We think you need these skills to ace Applied AI ML Director - NLP / LLM and Graphs
Some tips for your application 🫡
Tailor Your CV: Make sure your CV highlights relevant experience in machine learning, NLP, and graph analytics. Use specific examples of projects you've worked on that align with the job description to demonstrate your expertise.
Craft a Compelling Cover Letter: In your cover letter, express your passion for machine learning and how it relates to the role. Mention any significant achievements or research in the field, and explain why you are excited about the opportunity at JPMorgan Chase.
Showcase Your Technical Skills: Clearly outline your proficiency with machine learning toolkits like TensorFlow and PyTorch.

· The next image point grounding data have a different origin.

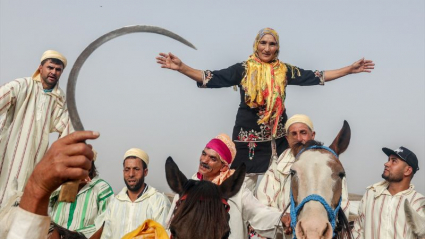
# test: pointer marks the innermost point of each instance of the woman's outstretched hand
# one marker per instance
(169, 61)
(362, 65)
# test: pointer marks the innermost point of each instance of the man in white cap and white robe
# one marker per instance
(275, 186)
(136, 202)
(30, 109)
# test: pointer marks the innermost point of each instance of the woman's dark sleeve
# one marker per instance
(223, 78)
(298, 76)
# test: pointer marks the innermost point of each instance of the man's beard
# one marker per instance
(137, 186)
(206, 166)
(391, 178)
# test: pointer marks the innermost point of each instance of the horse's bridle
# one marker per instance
(295, 210)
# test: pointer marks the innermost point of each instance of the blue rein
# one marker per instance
(332, 214)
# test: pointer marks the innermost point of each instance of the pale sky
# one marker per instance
(124, 94)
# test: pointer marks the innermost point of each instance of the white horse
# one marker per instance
(316, 188)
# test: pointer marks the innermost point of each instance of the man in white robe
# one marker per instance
(136, 202)
(30, 109)
(275, 186)
(381, 210)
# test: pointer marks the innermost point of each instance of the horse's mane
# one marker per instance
(205, 197)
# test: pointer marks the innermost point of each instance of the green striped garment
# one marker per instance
(92, 200)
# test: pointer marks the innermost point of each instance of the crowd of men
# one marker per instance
(31, 175)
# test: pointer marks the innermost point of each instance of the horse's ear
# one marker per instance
(342, 140)
(233, 184)
(175, 178)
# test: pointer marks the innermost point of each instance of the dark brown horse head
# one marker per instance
(318, 173)
(203, 212)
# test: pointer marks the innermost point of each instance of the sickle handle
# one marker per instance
(69, 191)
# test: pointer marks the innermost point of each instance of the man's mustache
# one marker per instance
(204, 165)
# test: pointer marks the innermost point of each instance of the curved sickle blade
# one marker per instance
(72, 80)
(69, 190)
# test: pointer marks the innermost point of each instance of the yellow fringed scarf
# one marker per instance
(264, 85)
(148, 230)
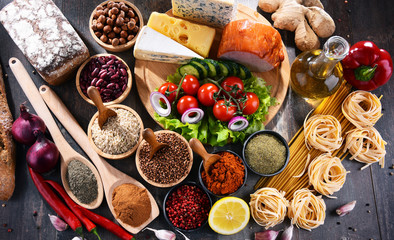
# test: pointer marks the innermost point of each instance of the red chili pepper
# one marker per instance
(367, 67)
(107, 224)
(91, 227)
(56, 204)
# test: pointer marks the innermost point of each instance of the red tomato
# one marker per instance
(222, 112)
(166, 88)
(190, 85)
(251, 105)
(231, 83)
(185, 103)
(205, 94)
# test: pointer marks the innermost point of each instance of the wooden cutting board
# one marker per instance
(150, 75)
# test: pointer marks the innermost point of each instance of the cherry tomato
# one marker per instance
(231, 83)
(251, 105)
(185, 103)
(190, 85)
(222, 112)
(205, 94)
(166, 88)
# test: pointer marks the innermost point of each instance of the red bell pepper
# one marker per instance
(367, 67)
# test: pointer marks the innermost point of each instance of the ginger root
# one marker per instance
(290, 15)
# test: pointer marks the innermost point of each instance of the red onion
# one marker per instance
(43, 155)
(25, 125)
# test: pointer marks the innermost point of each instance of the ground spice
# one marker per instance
(188, 207)
(131, 204)
(82, 182)
(226, 175)
(265, 154)
(169, 164)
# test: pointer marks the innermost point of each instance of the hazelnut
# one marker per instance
(104, 38)
(115, 42)
(119, 21)
(100, 26)
(117, 29)
(98, 34)
(130, 37)
(111, 34)
(130, 13)
(123, 34)
(107, 29)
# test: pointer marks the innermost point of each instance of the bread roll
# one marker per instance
(7, 147)
(253, 44)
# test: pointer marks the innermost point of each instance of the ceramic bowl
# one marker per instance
(280, 138)
(201, 169)
(121, 47)
(117, 100)
(188, 183)
(125, 154)
(156, 184)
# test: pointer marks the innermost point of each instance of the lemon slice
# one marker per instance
(229, 215)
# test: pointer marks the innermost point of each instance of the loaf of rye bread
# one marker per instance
(7, 147)
(45, 37)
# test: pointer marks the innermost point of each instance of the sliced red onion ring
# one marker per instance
(155, 102)
(238, 124)
(198, 115)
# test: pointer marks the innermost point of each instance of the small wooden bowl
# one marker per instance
(122, 47)
(125, 154)
(138, 164)
(117, 100)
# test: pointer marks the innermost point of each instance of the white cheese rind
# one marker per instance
(154, 46)
(216, 13)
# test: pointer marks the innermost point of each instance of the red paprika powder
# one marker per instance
(226, 175)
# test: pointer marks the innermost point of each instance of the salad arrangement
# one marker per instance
(216, 102)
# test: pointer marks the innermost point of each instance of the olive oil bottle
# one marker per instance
(317, 74)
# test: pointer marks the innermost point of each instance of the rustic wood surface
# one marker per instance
(373, 216)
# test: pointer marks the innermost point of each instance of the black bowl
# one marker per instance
(280, 138)
(188, 183)
(201, 168)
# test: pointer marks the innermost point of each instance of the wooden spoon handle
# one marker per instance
(198, 148)
(94, 94)
(30, 89)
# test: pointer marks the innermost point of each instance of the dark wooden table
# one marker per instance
(373, 216)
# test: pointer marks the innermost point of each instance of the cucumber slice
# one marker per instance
(214, 68)
(191, 69)
(203, 65)
(226, 69)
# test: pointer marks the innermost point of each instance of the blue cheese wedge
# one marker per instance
(154, 46)
(216, 13)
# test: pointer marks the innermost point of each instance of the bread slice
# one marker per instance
(7, 147)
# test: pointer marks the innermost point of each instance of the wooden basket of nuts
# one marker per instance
(114, 25)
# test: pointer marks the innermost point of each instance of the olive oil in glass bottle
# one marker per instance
(317, 74)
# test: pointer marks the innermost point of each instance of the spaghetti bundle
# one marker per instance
(326, 174)
(366, 146)
(306, 210)
(323, 132)
(268, 207)
(362, 108)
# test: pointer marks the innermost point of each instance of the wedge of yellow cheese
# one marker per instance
(196, 37)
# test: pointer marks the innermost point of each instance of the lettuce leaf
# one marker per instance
(216, 133)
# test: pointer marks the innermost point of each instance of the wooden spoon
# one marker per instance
(150, 137)
(66, 151)
(111, 177)
(208, 159)
(104, 112)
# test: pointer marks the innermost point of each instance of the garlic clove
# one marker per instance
(345, 209)
(58, 223)
(288, 233)
(163, 234)
(266, 235)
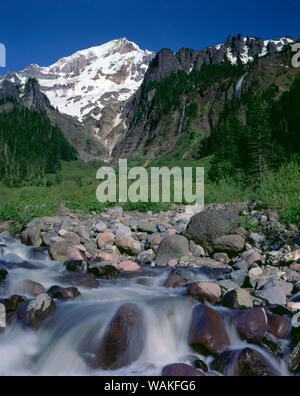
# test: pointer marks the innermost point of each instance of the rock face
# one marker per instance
(229, 244)
(205, 227)
(123, 340)
(207, 333)
(243, 363)
(36, 311)
(252, 324)
(205, 291)
(181, 370)
(172, 247)
(238, 299)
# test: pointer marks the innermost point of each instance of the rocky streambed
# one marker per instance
(178, 293)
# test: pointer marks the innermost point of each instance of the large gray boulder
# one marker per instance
(205, 227)
(172, 247)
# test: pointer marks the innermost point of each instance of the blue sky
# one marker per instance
(42, 31)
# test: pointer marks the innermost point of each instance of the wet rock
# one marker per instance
(103, 270)
(34, 313)
(243, 363)
(229, 243)
(222, 257)
(296, 321)
(172, 247)
(278, 326)
(252, 324)
(205, 291)
(205, 227)
(175, 279)
(32, 235)
(129, 266)
(201, 365)
(32, 288)
(69, 293)
(257, 238)
(3, 274)
(227, 285)
(293, 359)
(291, 257)
(88, 281)
(146, 226)
(12, 303)
(181, 370)
(146, 257)
(197, 250)
(76, 266)
(238, 299)
(237, 277)
(123, 341)
(128, 245)
(105, 239)
(269, 345)
(100, 227)
(273, 296)
(207, 334)
(63, 251)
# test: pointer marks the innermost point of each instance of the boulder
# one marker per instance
(63, 251)
(229, 244)
(146, 226)
(293, 359)
(32, 288)
(207, 334)
(105, 239)
(172, 247)
(32, 235)
(243, 363)
(129, 266)
(181, 370)
(238, 299)
(123, 341)
(252, 324)
(103, 270)
(34, 313)
(273, 296)
(175, 279)
(87, 281)
(69, 293)
(279, 326)
(205, 291)
(128, 245)
(205, 227)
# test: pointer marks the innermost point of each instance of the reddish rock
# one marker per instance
(105, 239)
(243, 363)
(129, 266)
(278, 326)
(32, 288)
(254, 257)
(207, 334)
(252, 324)
(123, 341)
(205, 291)
(181, 370)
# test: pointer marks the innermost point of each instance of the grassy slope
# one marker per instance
(76, 186)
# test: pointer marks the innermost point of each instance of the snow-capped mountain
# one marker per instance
(91, 78)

Include any relevant certifications or courses that showcase your commitment to continuous learning in AI and ML.
Highlight Collaborative Experience: Since the role requires collaboration with various teams, provide examples of past experiences where you successfully worked in a team environment. Emphasise your ability to communicate complex technical concepts to both technical and non-technical audiences.
How to prepare for a job interview at Jpmorgan Chase & Co.
✨Showcase Your Technical Expertise
Be prepared to discuss your hands-on experience with machine learning and deep learning toolkits like TensorFlow and PyTorch. Highlight specific projects where you've applied NLP or graph analytics, as this will demonstrate your capability to handle the technical demands of the role.
✨Demonstrate Collaborative Skills
Since the role requires collaboration with various teams, share examples of past experiences where you successfully worked with cross-functional teams. Emphasise your ability to communicate complex technical concepts to non-technical stakeholders.
✨Prepare for Problem-Solving Questions
Expect questions that assess your analytical thinking and problem-solving skills. Be ready to discuss how you approach complex analytical problems and the methodologies you use to develop machine learning models that align with business goals.
✨Stay Updated on Industry Trends
Research recent advancements in machine learning, especially in NLP and reinforcement learning. Being knowledgeable about current trends and innovations will show your passion for the field and your commitment to continuous learning.